Then, be there for your kids. Gail Saltz, M.D., psychiatrist, psychoanalyst, columnist, bestselling author, and television commentator, gave us the following tips on coping with terror anxiety in children.

Don’t let young children watch news reports for an extended period of time.

"It will frighten them, and appear to them as though something is actually happening over and over again," says Saltz. Media overexposure can result in a more dramatic, heightened interpretation of the day's events, and besides, there's no need to have your children see the same graphic or otherwise unsettling footage over and over.

Talk to older children candidly about the incident.

"Explain to older children what has happened, because they will hear it and be frightened that you thought it was too awful to tell them and so kept it secret," adds Saltz. But stick to the basic story: "Give them only facts they need to know ... not gory details." Knowing about an issue that's at the forefront of the national and international conversation is crucial to your children's understanding of the world at large (and their place in that world). But an excess of details isn't necessary; in fact, these can only cause more trauma.

Remind children that they can discuss the event and their anxieties with you.
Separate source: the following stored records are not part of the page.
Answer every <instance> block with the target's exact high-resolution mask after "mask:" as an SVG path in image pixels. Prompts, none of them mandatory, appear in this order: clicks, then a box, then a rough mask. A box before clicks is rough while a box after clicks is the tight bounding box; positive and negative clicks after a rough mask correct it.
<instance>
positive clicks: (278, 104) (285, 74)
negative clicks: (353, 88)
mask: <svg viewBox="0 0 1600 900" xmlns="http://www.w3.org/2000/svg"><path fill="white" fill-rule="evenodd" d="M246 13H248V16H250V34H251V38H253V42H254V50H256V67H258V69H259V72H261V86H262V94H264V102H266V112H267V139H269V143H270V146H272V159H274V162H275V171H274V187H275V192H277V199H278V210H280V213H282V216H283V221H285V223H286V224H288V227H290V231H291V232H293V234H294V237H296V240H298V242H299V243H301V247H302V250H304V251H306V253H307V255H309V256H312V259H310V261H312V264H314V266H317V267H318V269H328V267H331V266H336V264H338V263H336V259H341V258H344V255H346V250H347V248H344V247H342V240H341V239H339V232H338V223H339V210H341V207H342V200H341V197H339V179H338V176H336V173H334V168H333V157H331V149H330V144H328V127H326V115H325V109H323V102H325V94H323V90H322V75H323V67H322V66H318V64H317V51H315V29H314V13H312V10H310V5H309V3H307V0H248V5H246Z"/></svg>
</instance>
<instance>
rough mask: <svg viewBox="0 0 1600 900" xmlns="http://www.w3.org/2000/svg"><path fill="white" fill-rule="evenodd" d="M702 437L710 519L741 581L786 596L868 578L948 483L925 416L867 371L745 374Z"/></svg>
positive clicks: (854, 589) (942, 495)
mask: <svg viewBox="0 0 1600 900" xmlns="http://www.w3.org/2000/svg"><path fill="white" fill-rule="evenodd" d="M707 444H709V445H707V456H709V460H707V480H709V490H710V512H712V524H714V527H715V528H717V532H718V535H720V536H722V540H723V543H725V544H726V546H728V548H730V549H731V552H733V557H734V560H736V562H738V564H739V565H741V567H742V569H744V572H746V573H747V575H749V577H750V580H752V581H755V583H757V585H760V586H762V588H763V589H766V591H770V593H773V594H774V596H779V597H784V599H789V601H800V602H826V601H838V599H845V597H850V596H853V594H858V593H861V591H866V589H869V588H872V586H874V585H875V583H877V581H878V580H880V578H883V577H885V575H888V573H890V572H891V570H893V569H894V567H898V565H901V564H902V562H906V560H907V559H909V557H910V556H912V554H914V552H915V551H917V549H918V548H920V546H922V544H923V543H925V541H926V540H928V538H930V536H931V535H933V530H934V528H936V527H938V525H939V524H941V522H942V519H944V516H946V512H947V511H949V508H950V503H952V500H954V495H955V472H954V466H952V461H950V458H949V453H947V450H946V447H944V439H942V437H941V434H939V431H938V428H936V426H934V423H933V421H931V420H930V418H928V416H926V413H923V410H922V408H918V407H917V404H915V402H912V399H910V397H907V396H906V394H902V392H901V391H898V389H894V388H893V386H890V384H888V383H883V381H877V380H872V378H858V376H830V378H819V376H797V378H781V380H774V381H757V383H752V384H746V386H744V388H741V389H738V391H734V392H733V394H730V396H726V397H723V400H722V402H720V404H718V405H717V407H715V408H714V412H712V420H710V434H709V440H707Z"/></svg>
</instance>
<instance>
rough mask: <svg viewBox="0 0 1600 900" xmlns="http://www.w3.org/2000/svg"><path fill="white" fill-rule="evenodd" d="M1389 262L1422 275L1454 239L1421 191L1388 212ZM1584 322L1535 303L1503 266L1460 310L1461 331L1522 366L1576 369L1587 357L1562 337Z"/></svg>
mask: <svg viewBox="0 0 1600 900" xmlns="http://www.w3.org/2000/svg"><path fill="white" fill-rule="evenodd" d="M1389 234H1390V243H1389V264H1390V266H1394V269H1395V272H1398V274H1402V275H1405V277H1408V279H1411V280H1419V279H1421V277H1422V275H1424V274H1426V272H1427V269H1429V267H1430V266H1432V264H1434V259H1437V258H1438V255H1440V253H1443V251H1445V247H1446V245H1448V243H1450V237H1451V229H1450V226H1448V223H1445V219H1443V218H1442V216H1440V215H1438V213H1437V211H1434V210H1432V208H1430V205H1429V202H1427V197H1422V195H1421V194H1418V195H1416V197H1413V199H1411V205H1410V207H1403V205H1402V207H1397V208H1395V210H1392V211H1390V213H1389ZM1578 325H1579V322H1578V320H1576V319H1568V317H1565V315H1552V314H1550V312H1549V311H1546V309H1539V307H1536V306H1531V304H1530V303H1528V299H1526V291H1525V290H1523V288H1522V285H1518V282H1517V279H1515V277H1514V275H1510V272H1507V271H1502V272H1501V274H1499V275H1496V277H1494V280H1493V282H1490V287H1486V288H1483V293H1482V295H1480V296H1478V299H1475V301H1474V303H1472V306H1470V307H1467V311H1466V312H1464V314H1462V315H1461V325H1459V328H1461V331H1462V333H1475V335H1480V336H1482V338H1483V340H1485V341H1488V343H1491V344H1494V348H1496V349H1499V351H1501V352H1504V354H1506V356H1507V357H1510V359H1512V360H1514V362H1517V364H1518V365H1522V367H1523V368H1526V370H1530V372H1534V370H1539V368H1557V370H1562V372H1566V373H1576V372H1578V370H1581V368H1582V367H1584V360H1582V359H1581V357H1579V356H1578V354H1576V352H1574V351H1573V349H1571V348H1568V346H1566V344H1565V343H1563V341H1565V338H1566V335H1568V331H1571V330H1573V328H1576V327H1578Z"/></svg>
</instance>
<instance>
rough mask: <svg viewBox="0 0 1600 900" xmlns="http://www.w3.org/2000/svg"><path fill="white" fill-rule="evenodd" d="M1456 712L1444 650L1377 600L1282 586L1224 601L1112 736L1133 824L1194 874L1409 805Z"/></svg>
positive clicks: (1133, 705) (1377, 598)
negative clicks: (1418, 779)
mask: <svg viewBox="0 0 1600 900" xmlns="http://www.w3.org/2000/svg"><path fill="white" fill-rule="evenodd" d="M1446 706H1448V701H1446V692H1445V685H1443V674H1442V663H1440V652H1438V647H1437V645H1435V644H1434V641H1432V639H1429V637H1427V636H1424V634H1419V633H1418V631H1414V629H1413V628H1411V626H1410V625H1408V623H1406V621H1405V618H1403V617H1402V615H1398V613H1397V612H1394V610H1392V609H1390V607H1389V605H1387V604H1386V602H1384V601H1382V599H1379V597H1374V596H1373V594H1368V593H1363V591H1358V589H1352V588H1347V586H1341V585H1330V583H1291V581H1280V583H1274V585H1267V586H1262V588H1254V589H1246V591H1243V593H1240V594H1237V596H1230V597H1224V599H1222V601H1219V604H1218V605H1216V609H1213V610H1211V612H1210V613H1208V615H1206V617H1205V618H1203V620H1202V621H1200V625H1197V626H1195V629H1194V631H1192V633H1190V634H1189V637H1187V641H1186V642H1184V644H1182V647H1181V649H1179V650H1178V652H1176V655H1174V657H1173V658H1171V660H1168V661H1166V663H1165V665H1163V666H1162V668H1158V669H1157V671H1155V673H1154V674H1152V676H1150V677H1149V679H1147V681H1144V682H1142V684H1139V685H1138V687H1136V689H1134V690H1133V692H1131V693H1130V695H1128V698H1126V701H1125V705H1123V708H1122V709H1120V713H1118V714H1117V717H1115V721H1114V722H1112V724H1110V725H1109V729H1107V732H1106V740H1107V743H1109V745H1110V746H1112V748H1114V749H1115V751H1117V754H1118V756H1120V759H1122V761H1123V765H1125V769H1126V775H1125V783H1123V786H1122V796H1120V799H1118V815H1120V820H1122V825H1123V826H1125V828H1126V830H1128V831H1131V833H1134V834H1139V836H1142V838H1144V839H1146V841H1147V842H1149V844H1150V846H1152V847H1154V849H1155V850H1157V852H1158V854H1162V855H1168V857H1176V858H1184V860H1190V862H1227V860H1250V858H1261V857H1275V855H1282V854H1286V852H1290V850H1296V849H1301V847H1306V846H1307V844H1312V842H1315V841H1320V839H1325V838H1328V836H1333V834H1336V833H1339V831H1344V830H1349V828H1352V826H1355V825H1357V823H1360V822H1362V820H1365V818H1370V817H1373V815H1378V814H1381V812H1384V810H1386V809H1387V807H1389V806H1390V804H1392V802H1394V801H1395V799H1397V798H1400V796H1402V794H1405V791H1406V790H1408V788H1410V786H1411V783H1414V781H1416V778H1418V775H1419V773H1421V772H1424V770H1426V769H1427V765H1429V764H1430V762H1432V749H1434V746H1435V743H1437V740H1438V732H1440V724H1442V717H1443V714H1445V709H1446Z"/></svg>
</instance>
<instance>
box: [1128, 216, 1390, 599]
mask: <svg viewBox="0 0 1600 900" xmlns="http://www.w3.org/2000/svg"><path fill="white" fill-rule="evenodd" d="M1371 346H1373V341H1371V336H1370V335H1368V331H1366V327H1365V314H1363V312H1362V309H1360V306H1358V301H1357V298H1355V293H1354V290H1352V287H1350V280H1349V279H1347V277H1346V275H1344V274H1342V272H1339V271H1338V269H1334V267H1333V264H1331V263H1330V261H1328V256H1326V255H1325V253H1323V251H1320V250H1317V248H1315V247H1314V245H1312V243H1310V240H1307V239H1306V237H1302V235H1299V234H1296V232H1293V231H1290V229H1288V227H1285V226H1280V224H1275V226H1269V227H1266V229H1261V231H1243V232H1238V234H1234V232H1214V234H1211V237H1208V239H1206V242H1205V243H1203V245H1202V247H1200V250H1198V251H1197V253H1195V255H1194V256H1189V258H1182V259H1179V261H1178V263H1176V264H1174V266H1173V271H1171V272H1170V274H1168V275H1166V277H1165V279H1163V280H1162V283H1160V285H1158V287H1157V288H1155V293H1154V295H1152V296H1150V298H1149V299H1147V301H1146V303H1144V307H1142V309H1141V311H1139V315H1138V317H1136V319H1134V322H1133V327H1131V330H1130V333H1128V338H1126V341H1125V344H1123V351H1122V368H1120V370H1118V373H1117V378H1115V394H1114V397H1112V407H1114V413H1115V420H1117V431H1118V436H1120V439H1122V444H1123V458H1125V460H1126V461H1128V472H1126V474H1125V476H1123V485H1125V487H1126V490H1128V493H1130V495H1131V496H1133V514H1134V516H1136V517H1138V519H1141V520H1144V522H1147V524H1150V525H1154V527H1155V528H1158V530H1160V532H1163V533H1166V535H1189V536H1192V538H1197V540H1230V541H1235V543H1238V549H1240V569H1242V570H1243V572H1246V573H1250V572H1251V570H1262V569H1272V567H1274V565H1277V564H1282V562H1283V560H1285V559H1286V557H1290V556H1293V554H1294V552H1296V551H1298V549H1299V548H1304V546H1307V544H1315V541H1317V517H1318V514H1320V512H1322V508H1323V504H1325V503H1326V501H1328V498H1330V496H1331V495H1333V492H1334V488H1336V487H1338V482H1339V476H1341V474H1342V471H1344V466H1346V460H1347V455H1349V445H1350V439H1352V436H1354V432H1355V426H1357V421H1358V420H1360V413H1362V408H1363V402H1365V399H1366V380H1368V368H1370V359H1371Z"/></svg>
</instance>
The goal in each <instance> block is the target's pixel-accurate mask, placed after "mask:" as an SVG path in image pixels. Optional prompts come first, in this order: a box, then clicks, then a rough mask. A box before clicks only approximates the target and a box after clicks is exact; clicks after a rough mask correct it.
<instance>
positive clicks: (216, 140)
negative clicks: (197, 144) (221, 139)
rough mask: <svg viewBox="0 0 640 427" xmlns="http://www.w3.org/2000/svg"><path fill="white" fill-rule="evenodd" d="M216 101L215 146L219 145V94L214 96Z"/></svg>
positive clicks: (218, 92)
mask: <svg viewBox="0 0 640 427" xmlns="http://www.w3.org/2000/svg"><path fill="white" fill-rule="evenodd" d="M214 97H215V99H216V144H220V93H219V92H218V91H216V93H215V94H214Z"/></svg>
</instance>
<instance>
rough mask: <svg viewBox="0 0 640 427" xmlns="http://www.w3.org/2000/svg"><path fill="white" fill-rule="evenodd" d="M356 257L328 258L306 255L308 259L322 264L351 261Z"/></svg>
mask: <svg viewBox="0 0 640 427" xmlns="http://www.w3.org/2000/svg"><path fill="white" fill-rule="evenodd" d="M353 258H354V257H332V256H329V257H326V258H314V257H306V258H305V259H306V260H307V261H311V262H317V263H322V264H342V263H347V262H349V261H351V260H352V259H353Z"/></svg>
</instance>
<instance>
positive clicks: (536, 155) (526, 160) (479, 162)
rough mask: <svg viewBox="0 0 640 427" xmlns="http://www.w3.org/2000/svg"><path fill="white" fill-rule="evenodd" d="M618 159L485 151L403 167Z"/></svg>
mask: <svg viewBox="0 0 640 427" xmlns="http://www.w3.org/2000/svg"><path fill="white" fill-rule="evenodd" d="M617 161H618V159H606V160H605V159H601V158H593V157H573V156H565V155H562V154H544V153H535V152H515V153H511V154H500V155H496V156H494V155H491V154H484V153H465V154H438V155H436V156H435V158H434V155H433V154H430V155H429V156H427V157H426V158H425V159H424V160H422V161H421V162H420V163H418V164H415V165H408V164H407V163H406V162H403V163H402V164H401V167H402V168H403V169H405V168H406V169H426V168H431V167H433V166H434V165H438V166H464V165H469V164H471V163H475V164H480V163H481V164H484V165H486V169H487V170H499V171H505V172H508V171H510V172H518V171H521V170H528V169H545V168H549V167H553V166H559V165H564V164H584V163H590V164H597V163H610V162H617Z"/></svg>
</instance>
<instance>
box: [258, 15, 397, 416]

"Tell them they can talk with you about their fears or concerns," Saltz concludes. "Remind them that [the location of the terrorist activity] is far away and that their family is safe — that's what children really want to know." At the end of the day, as compassionate as they may be, children will tend to think back on their own lives and worry that they, too, are at risk of being impacted by the same violence they see on TV. Remind them that that's not the case, and that even attacks that are enormous in scale are still rare occurrences.